I’m happy for Hillhouse and I think that in a perfect world, this is a good project. I’m also very glad that the state is prioritizing youth and high school sports, which from experience I would argue are one of the best ways to help young men and women mature and learn to use their time positively. However, I have to wonder if this is the best use of funds. Wilbur Cross, where I recently graduated, has a soccer field that is consistently rated the worst in the state. What about putting in a turf field there (1 million rather than 11 million dollars)? Having been to Bowen field two of the past three years for the Thanksgiving football game, I can’t see what is so desperately in need of renovation. If the state is serious about helping boys and girls grow into mature men and women through sports, which I absolutely support, then it should find a better use of those $11 million.
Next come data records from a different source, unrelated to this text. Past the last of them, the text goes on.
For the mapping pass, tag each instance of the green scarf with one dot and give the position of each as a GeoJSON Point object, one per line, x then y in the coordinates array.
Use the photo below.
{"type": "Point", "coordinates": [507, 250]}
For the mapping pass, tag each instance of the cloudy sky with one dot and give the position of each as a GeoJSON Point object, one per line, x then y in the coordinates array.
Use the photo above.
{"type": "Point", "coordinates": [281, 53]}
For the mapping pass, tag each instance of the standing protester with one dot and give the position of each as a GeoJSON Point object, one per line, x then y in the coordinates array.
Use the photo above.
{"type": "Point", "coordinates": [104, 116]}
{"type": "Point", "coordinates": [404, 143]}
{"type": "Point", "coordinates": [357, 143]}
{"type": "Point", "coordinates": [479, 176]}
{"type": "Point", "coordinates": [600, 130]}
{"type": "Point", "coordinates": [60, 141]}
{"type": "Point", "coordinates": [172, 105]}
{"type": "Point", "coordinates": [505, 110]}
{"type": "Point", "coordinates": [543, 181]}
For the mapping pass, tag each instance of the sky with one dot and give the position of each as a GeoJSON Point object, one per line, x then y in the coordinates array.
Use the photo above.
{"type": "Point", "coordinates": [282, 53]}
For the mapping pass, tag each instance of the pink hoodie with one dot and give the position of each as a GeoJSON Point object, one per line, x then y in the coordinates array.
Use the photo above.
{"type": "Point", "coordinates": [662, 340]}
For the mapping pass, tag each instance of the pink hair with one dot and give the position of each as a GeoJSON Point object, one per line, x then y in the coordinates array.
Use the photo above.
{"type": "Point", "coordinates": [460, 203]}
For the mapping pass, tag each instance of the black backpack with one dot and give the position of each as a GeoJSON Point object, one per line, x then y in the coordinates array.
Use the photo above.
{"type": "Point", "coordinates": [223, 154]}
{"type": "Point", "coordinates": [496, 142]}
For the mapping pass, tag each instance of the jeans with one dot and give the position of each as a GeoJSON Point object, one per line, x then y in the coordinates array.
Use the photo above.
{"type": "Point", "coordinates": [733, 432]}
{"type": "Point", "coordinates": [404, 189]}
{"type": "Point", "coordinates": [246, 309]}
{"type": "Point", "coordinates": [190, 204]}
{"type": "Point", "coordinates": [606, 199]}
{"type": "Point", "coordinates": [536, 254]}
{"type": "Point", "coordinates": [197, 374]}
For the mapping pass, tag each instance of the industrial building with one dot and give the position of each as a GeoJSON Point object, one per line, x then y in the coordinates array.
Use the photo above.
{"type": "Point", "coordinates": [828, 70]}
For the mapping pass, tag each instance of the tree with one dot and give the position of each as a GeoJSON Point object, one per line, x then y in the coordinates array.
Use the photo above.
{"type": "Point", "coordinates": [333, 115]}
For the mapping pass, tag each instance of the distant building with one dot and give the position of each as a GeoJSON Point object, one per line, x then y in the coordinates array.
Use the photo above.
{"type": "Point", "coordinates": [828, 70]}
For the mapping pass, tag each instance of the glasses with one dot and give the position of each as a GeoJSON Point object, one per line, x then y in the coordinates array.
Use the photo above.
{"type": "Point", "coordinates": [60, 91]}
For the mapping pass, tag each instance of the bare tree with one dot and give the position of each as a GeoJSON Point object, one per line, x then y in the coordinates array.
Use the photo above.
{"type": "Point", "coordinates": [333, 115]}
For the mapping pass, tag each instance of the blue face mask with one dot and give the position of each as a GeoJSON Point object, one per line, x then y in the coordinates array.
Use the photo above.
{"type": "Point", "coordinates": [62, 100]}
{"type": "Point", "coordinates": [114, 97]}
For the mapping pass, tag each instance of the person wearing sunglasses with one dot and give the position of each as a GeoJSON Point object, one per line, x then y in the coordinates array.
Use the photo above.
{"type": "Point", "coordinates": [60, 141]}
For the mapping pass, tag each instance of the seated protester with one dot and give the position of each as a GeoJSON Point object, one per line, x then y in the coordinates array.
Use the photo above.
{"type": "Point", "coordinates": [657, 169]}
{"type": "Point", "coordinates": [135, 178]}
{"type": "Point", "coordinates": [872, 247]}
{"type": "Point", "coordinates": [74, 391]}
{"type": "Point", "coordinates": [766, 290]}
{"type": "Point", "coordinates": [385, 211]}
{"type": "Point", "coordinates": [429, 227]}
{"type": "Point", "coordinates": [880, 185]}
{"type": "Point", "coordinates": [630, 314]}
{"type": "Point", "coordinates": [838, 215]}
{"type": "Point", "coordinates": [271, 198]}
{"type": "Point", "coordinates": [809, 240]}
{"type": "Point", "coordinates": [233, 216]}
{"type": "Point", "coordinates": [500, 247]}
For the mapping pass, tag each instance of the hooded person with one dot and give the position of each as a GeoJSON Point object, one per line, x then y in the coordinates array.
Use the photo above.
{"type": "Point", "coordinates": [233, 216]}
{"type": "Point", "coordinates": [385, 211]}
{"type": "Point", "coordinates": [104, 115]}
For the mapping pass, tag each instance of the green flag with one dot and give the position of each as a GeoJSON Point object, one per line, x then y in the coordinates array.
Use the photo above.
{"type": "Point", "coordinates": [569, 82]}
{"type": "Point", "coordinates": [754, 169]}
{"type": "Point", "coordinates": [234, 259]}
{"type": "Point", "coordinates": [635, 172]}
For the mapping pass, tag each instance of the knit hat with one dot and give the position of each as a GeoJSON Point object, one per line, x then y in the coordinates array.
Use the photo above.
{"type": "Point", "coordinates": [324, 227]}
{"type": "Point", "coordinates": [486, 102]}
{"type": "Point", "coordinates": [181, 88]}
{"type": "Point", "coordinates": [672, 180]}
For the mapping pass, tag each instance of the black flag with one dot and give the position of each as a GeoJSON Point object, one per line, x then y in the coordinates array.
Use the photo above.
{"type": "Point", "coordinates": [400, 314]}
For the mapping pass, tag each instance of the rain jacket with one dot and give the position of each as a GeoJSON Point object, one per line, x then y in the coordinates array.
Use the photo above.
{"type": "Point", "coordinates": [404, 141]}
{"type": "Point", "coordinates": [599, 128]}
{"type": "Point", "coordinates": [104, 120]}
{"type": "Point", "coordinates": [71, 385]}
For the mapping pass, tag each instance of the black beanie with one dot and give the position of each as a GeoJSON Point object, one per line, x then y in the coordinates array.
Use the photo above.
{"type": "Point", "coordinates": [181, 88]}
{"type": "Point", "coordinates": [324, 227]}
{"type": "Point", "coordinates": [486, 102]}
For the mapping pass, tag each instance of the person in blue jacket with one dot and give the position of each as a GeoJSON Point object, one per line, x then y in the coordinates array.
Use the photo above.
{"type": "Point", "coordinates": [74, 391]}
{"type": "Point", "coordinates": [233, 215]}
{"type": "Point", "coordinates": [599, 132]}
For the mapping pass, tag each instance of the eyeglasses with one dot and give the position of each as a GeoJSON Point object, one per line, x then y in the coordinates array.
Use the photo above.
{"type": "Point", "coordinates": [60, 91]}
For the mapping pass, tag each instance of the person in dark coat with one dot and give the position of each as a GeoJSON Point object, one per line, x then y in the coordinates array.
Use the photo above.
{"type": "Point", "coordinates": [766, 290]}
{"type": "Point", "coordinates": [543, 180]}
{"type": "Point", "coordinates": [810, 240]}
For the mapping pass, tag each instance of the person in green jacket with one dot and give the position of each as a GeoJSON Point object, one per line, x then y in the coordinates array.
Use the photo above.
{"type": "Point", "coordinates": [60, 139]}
posted by: anonymous on June 19, 2012  10:36pm

Agree w/ the above. A “fix it first” policy for all state-funded infrastructure, including schools, might help ensure the efficient use of public dollars.

Saving money by doing that would theoretically “free up” a lot of money that could be used to build schools or new fields, or to invest in jobs access to help the 50%+ of young men in the neighborhood who are not employed and aren’t going to see any benefit from this project.